A mechanism to share events or indicators without violating the privacy or secrecy of the data must be provided. Potentially, Differential Privacy can be considered to let contributors share more details, like what specific internal victims look like, but without revealing their true identities. The APIs and the system should enable machines to interact automatically with each other, without fear of information leakage, and when matches are detected, enable further investigations to be initiated upon the operator’s confirmation.

The main goal of the proposed solution is to detect new or previously unknown threats by being able to observe them among different sites belonging to different peers / contributors / companies. But this is not just a theoretical exercise or wishful thinking. Nozomi Networks is committed to driving and delivering just such an open source project with these objectives in mind. More details will be coming in 2022, and now we are actively engaging vendor and community involvement in this open framework and open API initiative. Reach out to us if you are interested in being part of the process.

Conclusions

As we have seen here, intelligence and knowledge sharing is a complex topic with interesting standards that solutions stand ready to use, today, to enable a central body to receive intelligence from a diverse set of contributors. Successful solutions in this area use open standards, with plenty of code and examples that are freely available for vendors to implement.

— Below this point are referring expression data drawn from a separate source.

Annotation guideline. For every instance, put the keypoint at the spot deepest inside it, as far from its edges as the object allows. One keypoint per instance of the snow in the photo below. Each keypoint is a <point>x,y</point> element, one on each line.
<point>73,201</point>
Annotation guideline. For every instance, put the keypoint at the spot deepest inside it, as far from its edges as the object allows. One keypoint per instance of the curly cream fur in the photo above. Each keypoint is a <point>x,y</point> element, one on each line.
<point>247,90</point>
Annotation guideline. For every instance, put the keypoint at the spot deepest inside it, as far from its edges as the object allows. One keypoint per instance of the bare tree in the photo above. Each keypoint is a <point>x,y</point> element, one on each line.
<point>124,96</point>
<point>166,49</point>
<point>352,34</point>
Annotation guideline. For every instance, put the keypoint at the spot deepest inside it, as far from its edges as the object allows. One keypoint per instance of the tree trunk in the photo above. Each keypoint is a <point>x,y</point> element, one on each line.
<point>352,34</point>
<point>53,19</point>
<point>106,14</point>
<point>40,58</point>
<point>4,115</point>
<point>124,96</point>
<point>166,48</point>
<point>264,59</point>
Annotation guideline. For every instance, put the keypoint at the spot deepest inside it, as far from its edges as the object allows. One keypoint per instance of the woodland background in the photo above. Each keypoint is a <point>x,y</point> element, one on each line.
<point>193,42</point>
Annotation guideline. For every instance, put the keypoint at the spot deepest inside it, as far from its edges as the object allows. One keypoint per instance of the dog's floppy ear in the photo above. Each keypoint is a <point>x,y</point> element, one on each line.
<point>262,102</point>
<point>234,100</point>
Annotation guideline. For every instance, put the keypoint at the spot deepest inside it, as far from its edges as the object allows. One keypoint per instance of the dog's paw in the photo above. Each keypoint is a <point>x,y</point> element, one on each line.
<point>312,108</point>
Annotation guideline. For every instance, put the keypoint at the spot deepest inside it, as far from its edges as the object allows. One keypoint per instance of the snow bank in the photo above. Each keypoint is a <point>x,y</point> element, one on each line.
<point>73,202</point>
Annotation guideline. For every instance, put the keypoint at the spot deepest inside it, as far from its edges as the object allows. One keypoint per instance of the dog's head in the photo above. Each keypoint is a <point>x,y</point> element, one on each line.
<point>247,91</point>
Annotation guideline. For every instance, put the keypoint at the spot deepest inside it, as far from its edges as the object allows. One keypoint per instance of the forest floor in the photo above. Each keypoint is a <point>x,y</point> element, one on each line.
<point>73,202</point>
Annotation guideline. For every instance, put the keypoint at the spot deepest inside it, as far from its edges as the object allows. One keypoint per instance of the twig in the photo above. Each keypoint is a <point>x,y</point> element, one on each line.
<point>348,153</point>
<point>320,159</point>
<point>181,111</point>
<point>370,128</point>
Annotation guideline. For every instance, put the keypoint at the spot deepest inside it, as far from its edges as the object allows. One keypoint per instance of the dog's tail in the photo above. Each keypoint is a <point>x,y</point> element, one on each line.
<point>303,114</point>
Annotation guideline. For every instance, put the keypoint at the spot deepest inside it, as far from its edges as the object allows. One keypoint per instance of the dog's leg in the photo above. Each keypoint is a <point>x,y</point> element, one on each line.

On the other hand, complex automatic or semi-automatic coordination between peers to detect emerging threats, while preserving privacy is a less explored area with no real standards, exchange formats, or APIs, but we have illustrated a potential approach to fill those gaps.

Nozomi Networks will be contributing a major open source project along the lines of this described approach and we expect to have broad industry participation and adoption that can accelerate the feasibility of security information sharing and data normalization across vendors for the benefit of everyone (except the attackers!).